3. Check at your outputs: You should have

   croco_his_Y2000M1.nc
   croco_his_Y2000M2.nc
   croco_his_Y2000M3.nc
   croco_avg_Y2000M1.nc
   croco_avg_Y2000M2.nc
   croco_avg_Y2000M3.nc
   croco_rst.nc
   

   Warning

   If you have an error while you run did not BLOW UP, maybe it is because you have define LOGFILE in your cppdefs.h. For using run_croco_inter.in it should be undef.

11.2. Alternative method: online interpolation of atmospheric bulk forcing

Instead of pre-processing your atmospheric bulk forcing, you can use online interpolation of atmospheric bulk forcing.

To do so:

1. Your atmospheric files need to be in a format readable by CROCO: At the moment the following forcing are implemented for online interpolation:

   • In Matlab croco_tools :

     • CFSR data pre-formatted using the script Process_CFSR_files_for_CROCO.sh available in croco_tools

     • ERAI data pre-formatted using reformat_ECMWF.m (used in make_ECMWF.m in the croco_tools)

     • AROME data formatted in Meteo France framework

   • In Python croco_pytools:

     • ERAI data pre-formatted using download_era5.py

2. Edit cppdefs.h In Surface forcing section

   #  define ONLINE
   #  ifdef ONLINE
   #   undef  AROME
   #   undef  ERA_ECMWF
   #  endif
   

   Note

   for ONLINE interpolation, default is CFSR format. AROME and ERA_ECMWF are also available by defining the cpp-keys.

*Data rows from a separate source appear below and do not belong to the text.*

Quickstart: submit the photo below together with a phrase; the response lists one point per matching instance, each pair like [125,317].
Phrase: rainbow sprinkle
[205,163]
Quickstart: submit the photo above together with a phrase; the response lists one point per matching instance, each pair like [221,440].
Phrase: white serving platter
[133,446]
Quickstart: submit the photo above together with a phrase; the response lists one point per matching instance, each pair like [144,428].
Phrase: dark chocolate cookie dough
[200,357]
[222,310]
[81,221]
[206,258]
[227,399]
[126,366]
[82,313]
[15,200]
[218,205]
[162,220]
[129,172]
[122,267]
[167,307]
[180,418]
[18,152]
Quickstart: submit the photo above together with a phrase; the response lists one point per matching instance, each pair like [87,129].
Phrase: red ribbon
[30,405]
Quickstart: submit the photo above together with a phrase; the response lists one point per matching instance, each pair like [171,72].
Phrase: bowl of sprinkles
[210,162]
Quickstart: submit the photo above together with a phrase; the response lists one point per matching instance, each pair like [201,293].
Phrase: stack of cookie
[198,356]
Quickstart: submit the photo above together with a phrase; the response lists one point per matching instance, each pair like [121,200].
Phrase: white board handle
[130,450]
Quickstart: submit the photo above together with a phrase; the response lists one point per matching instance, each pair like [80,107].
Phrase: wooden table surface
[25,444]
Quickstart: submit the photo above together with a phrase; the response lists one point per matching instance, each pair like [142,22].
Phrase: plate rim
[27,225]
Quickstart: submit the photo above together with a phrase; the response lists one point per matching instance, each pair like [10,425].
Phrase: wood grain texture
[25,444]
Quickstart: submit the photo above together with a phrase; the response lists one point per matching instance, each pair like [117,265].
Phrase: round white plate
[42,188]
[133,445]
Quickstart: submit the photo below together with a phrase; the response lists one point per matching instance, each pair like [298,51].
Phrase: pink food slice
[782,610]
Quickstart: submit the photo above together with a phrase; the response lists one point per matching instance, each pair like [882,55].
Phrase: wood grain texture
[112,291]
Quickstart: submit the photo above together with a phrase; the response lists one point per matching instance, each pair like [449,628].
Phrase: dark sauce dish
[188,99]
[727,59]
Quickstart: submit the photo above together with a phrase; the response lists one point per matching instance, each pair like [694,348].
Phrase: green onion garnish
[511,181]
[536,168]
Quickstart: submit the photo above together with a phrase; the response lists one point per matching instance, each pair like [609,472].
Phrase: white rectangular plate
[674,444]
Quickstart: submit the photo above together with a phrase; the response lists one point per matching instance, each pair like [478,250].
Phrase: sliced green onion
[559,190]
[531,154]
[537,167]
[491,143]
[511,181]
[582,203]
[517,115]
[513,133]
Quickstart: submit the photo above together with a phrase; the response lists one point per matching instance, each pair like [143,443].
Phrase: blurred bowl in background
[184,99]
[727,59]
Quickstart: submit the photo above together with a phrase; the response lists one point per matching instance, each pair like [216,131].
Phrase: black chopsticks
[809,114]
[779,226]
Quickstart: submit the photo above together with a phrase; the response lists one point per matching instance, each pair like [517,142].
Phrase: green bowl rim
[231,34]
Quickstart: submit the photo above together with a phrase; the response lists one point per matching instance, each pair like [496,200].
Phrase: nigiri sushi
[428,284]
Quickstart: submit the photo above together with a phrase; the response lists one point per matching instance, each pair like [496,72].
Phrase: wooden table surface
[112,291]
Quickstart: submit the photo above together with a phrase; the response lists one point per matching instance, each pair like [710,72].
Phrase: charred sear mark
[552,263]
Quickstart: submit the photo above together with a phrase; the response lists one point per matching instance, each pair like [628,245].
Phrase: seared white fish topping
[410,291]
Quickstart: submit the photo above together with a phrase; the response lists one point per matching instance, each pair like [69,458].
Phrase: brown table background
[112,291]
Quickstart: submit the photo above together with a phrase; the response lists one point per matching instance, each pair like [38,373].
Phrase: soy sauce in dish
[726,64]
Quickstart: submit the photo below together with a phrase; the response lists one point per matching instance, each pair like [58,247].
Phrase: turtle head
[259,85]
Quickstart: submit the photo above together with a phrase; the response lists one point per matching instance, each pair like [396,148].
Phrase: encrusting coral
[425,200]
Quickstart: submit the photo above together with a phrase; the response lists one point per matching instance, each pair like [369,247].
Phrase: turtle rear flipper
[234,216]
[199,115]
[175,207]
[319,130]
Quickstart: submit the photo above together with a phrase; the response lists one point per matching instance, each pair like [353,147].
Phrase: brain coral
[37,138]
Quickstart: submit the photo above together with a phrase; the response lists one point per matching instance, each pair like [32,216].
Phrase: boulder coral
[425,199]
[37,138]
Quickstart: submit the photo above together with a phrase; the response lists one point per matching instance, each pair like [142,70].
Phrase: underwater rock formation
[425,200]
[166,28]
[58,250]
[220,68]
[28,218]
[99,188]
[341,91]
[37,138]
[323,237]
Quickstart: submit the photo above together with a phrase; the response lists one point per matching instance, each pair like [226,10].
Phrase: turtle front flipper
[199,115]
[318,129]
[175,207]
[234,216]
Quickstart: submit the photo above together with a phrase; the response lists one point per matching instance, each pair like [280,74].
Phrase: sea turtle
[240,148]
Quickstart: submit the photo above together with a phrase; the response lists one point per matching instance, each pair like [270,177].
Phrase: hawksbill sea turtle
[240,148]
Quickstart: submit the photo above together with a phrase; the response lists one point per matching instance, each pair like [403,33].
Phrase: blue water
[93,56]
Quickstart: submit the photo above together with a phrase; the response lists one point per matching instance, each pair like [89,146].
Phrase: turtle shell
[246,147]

3. Re-compile the model First copy your old executable to keep it, then re-compile

   cp croco croco.bck
   ./jobcomp > jobcomp.log.online
   

4. Link or copy the CFSR files to your DATA directory

   mkdir DATA/CFSR_Benguela_LR/
   #ln -s ~/DATA/METEOROLOGICAL_FORCINGS/CFSR/BENGUELA/CROCO_format/*2005*.nc DATA/CFSR_Benguela_LR/.
   cp ~/DATA/METEOROLOGICAL_FORCINGS/CFSR/BENGUELA/CROCO_format/*2005*.nc DATA/CFSR_Benguela_LR/.
   

5. Check and eventually edit croco_inter.in last section

   online:    byear  bmonth recordsperday byearend bmonthend / data path
              NYONLINE   NMONLINE      4             2011     3
             ../DATA/CFSR_Benguela_LR/
   

6. Re-run the model

   qsub example_job_run_croco_inter.sh
   

   Note

   In case of errors while using ONLINE, it is probably associated to time issues: check the time in your CFSR input files, and check your time origin Yorig.